Homeowners Discover Gold Coins Worth $290,000 During Kitchen Renovation

Homeowners Discover Gold Coins Worth $290,000 During Kitchen Renovation
Spink of London

Homeowners are often surprised by the hidden costs that can surface during home renovation projects. But for one lucky English couple, ripping out their kitchen flooring revealed an unexpected bounty instead.

In July of 2019, an unidentified couple living in Ellerby, a small village in North Yorkshire, embarked upon what they assumed would be a standard kitchen remodel of their 18th-century home. However, buried beneath the floorboards and concrete slab was a salt-glazed earthenware vessel — roughly the size of a soda can — filled with more than 260 gold coins dated from 1610 to 1727.

Now referred to as the “Ellerby Area Hoard,” the gold coins harken from the reigns of James I through that of King George I. And while these treasures are worth between 50 pounds and 100 pounds each at face value, the lot is expected to fetch at least a quarter of a million pounds (nearly $290,000) when they are put up for auction by Spink of London on October 7, due in no small part to the archeological significance of the find.

Spink of London

Per a press release shared with Nice News, research conducted by Spink reveals that the stash was presumably accumulated by Joseph and Sarah Fernley-Maisters, who were married in 1694. They died in 1725 and 1745, respectively. The couple belonged to a prominent family that made its fortune in iron ore, timber, and coal, with several family members ensconced in Parliament in the early 1700s.

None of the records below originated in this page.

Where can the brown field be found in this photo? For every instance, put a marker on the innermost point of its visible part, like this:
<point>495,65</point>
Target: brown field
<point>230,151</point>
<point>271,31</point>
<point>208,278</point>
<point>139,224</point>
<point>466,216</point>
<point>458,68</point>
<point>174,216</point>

Spink auctioneer Gregory Edmund said the hoard is “unlike any find in British archaeology or like any coin auction in living memory,” according to the release.

Spink of London

Given that the most recent coin in the stash was dated 1727, the hoard was 292 years old at the time of its discovery. Only one coin will be turned over to a museum, while the rest will be up for auction. (“A coroner officially adjudicated that the cache of coins should be disclaimed because they were less than 300 years old at point of deposition,” the release explains.)

“It is a wonderful and truly unexpected discovery from so unassuming a find location,” Edmund said. “It is an enormous privilege to share in this wonderful find and explore this hoard for the benefit of future generations, as well as wield the gavel for the many lucky bidders who will join me on Friday 7 October!”